Die Grünen-Vorsitzende Claudia Roth forderte schnelle "Maßnahmen gegen Gaddafis Regime". Dieser lasse die "Protestbewegung niederschießen und in brutalster Form verfolgen" und dürfe kein Partner sein. "Ich erwarte deutliche Worte von Außenminister (Guido) Westerwelle und Bundeskanzlerin (Angela) Merkel und eine zügig abgestimmte, gemeinsame Position der EU gegenüber der brutalen Niederschlagung der Protestbewegung durch Diktator Gaddafi."

Seite 3: Gespannte Ruhe in Bahrain

Nach tagelangen Unruhen herrschte dagegen in Bahrain am Sonntag gespannte Ruhe. Nach dem Rückzug der Armee in die Kasernen hatten mehrere Tausend Regierungsgegner am Samstag den zentralen Lulu-Platz wieder besetzt und dort Lager aufgeschlagen. Kronprinz Scheich Salman bin Hamad al-Chalifa bedauerte in einem Fernsehinterview den Tod von mindestens vier Demonstranten in den vergangenen Tagen. Auf Weisung seines Vaters, König Hamad bin Issa al-Chalifa, nahm er erste Kontakte zur Opposition für einen nationalen Dialog auf.

Der Dialog kam allerdings noch nicht zustande. Sieben bahrainische Oppositionsgruppen veröffentlichten am Sonntag eine Erklärung. Darin forderten sie "weitere positive Schritte, um den Boden vorzubereiten für einen ernsthaften nationalen Dialog". Dazu gehöre unter anderem die Freilassung aller politischen Gefangenen.

Im Iran wagte die Opposition am Sonntag neue Proteste. Mehrere Hundert Anhänger der "Grünen Welle" versammelten sich an mehreren Stellen der Hauptstadt Teheran, wie die Opposition auf ihren Websites mitteilte. Am Nachmittag rückten starke Polizeikräfte mit Tränengas gegen die Demonstranten vor; nach unbestätigten Berichten waren auch Schüsse zu hören.

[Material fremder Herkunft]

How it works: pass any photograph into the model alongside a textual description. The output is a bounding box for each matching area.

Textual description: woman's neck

Proteste auch in Marokko und im Jemen

Auch in Marokko demonstrierten am Sonntag Hunderte Menschen für demokratische Reformen. Bürgerinitiativen und Jugendgruppen hatten zum "Tag des Stolzes" mit Kundgebungen in etwa 20 Städten aufgerufen. Sie verlangten eine Einschränkung der Macht des Königs Mohammed VI. Marokko hat eine vielfältige Parteienlandschaft und ein frei gewähltes Parlament. Die Macht der Regierung ist allerdings dadurch eingeschränkt, dass der König in wichtigen Fragen das letzte Wort hat. Der Monarch ernennt auch die Minister für die Schlüsselressorts.

Im Jemen versammelten sich am Sonntag erneut Hunderte Regierungsgegner in der Nähe des Universitätsgeländes der Hauptstadt Sanaa. Am nunmehr zehnten Tag der Proteste forderte sie einmal mehr den Rücktritt von Präsident Ali Abdullah Salih. Am Vortag waren bei Zusammenstößen von Regierungsgegnern und Anhängern Salihs nach einem Bericht des Senders CNN mindestens sechs Menschen verletzt worden. Seit Mitte der Woche sind im Jemen mindestens fünf Menschen ums Leben gekommen.